Sebbene in apparenza, le diagnosi di DSA non comportino un’automatica prescrizione di psicofarmaci, la realtà è molto più controversa. Come specificato nel libretto distribuito dallo stesso Centro di Riferimento Regionale per i Disturbi dell’Apprendimento della Neuropsichiatria Infantile e Psicologia dell’Età Evolutiva (ULSS20 di Via Salvo d'Acquisto), in caso di DSA si parla di interventi specifici e mirati da parte di specialisti adeguatamente formati in psicopatologia dell'apprendimento.

Secondo il Centro regionale se un bambino non sa leggere bene ha una psicopatologia? E non è tutto. Nella sezione “Frequenti comorbidità” si afferma che se a questi Disturbi si associa anche il Disturbo di Attenzione/iperattività il valore si attesta attorno al 27% (1 bambino su 4) […]

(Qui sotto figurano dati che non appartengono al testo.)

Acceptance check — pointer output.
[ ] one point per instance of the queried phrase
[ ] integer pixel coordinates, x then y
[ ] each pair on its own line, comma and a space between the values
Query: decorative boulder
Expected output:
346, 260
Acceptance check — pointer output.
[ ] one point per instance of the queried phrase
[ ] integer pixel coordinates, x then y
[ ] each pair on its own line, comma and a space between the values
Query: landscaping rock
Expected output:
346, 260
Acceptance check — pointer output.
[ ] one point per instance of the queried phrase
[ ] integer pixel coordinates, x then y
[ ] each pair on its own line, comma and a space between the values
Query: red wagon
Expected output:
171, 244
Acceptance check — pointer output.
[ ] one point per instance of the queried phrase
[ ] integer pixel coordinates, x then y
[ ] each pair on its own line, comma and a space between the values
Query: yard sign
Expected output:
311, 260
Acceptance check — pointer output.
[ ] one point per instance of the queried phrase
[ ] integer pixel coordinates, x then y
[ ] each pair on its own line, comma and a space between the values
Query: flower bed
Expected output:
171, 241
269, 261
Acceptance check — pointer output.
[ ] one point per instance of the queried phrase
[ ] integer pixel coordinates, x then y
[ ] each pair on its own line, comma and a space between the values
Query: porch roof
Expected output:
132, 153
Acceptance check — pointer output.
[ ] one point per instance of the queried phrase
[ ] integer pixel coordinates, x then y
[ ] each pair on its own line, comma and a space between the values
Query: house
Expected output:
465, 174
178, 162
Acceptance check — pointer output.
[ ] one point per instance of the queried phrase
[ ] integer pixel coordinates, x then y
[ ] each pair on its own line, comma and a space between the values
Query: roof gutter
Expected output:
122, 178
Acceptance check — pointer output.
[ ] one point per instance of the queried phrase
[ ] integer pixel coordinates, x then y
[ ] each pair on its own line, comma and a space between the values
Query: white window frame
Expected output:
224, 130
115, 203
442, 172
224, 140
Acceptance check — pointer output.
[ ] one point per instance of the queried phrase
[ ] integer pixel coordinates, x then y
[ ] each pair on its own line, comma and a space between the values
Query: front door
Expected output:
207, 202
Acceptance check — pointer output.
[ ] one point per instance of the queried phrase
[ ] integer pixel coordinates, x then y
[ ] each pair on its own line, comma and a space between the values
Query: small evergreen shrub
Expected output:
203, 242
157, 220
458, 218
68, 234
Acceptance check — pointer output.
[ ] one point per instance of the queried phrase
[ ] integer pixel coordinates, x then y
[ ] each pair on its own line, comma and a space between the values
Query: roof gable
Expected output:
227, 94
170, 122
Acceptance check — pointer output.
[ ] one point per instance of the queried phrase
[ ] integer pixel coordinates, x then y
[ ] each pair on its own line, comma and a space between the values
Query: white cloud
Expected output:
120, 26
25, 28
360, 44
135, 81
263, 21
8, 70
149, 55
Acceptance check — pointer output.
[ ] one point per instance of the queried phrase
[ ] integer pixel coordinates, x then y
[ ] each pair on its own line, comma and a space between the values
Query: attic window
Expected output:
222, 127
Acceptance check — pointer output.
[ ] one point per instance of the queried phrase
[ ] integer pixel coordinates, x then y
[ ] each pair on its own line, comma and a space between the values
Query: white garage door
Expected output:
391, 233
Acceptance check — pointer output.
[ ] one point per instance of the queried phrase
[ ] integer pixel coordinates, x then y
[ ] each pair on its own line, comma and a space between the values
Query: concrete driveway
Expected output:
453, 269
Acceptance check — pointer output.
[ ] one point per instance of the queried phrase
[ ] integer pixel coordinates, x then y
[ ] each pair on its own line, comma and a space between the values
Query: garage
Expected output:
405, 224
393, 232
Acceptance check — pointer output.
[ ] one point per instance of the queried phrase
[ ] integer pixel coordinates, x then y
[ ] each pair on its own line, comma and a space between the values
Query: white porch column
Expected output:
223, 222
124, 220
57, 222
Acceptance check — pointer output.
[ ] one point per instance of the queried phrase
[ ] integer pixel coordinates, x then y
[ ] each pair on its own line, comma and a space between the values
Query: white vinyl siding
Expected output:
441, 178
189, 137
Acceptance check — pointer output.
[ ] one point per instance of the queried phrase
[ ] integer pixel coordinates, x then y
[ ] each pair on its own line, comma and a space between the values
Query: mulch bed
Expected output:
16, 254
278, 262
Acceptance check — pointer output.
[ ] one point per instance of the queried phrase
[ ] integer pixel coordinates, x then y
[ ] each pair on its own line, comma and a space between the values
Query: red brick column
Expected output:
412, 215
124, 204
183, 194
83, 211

Esiste, inoltre, un’elevata comorbidità tra DSA e disturbi dell’area emotivo-relazionale [disturbi dell’umore – ansia, depressione – comportamento e relazione]. La ‘comorbidità’ (due malattie contemporaneamente) è la chiave che apre la porta alla prescrizione di psicofarmaci.

Il bambino sospetto di DSA viene dunque inviato in un Centro di Neuropsichiatria Infantile, dove gli viene riscontrata, in comorbidità col disturbo dell’apprendimento, anche un disturbo del comportamento o dell’umore (bambino iperattivo, disattento, ribelle ai genitori o soggetto a sbalzi di umore ecc. - un po’ come tutti i bambini del mondo) e il gioco è fatto: il ricettario è già pronto e scatta la prescrizione di psicofarmaci - stimolanti anfetaminici o pericolosi farmaci neurolettici. Big Pharma ringrazia e invita i più meritevoli a ‘congressi scientifici’ in qualche isola esotica.

Tanti maestri preferiscono insegnare ai bambini a leggere e scrivere, e rifiutano di cedere agli interessi multimiliardari delle case farmaceutiche, ma nelle nostre scuole si è ormai insinuata una schiera di psicologi, psichiatri e consulenti, trasformandole da centri del sapere in centri di controllo e sperimentazione psichiatrica.

Sempre più spesso, se un bambino ha problemi, la colpa è dei genitori (e il bambino viene portato via dal tribunale e dai servizi sociali), oppure è del bambino: è malato e va curato con gli psicofarmaci.

Se i genitori si oppongono a queste 'cure', possono addirittura perdere la patria potestà e il bambino può essere messo in una casa famiglia: è già successo proprio qui in Veneto. La scuola deve tornare a essere un luogo sicuro, dove i bambini vanno per imparare e per diventare i cittadini di domani.